Il Polar è un genere letterario e cinematografico che fu molto in voga nella Francia duranti gli anni ’40 e ’50. Il termine, infatti, nasce proprio dai nostri colleghi d’oltralpe, i quali trovarono in diverse opere un connubio fra il genere del poliziesco e quello del noir: da qui nasce la definizione meticcia di polar.
POLAR HA POCO IN COMUNE CON IL GENERE POLAR
Si tratta di opere con pressoché sempre gli stessi protagonisti: poliziotti, spacciatori e femme fatale. Personaggi come quelli de Il Braccio Violento della Legge di William Friedkin, forse il più bel polar dell’era moderna.

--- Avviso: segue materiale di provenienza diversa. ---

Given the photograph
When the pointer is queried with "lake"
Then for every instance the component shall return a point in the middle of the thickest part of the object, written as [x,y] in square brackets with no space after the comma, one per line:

In questa nuova produzione Netflix, diretta da Jonas Åkerlund e tratta dalla graphic novel omonima di Victor Santos, i protagonisti sono unicamente criminali. Uno di loro è la preda, Duncan Vizla (Mads Mikkelsen), mentre gli altri sono i cacciatori. Tutti sono spietati, soli e intenti a sopravvivere.
La trama di Polar è perfettamente conforme al codice del cinema di genere. La Damocles è un’agenzia di sicari che, per contratto, è costretta a pagare una pensione d’oro a tutti i suoi dipendenti dopo il compimento dei cinquanta anni d’età. Se però questi ultimi vengono uccisi prima di arrivare a mezzo secolo, il denaro torna alla compagnia. Per questo motivo il capo della Damocles, Blut, ordina a tutti i suoi giovani assassini di uccidere Duncan, ormai prossimo alla pensione.
UN JOHN WICK CHE IMITA SUICIDE SQUAD MA SEMBRA SPY KIDS
Sia chiaro, il problema di questo film non risiede certamente nel plot o nel copione. Per una pellicola di genere che vuole azione, suspence e giustificazioni narrative per mettere il sangue al centro della scena, una storia così tradizionale o già vista non è assolutamente sbagliata, anzi. Negli ultimi anni abbiamo visto film come John Wick, Io Vi Troverò o Atomica Bionda poggiarsi su trame sottili e canoniche per poi sfoggiare sequenze action o di colluttazioni spettacolari e di grande intrattenimento.
Ciò che rende Polar un film davvero noioso e dimenticabile è però la sua confezione. Åskelund tratta dei personaggi molto seri in modo cartoonesco, optando per una tinta grafica alla Spy Kids (dove tutto era invece meravigliosamente poco serio). Basta osservare la fotografia “smarmellata” che sembra uscita dalla lente di Duccio Patanè o la fastidiosa gamma cromatica comune a tutte le inquadrature del film. Già dalle scene iniziali – nelle quali vengono introdotti con font improbabili gli assassini – si capisce che nel film c’è qualcosa di profondamente sbagliato. Quello stile inconfondibile, da videoclip musicale adrenalinico, è identico a quello usato da Ayer nell’incipit di Suicide Squad (che come punto di riferimento è piuttosto disastroso).
Polar sembra non aver imparato nulla dai peggiori difetti dei blockbuster degli ultimi anni, e nel film tutto è ridicolo. I personaggi, le loro battute, il loro muoversi in scena e soprattutto il modo in cui sono diretti. In tante – troppe – scene sembra che il regista non abbia nemmeno dato indicazioni agli attori (specialmene quando Åskelund si trova a dirigere cinque o sei interpreti nella stessa scena). Tutto è confuso e montato male, costruito per cercare a tutti i costi l’effetto “eccesso” e la risata dello spettatore. Come in Suicide Squad, però, non si ride mai. A differenza dello sgangherato film DC, l’ultima produzione Netflix può però contare su due talenti unici: Deadmau5 (come compositore della colonna sonora) e Mads Mikkelsen come protagonista. Non bastano purtroppo a salvare la pellicola.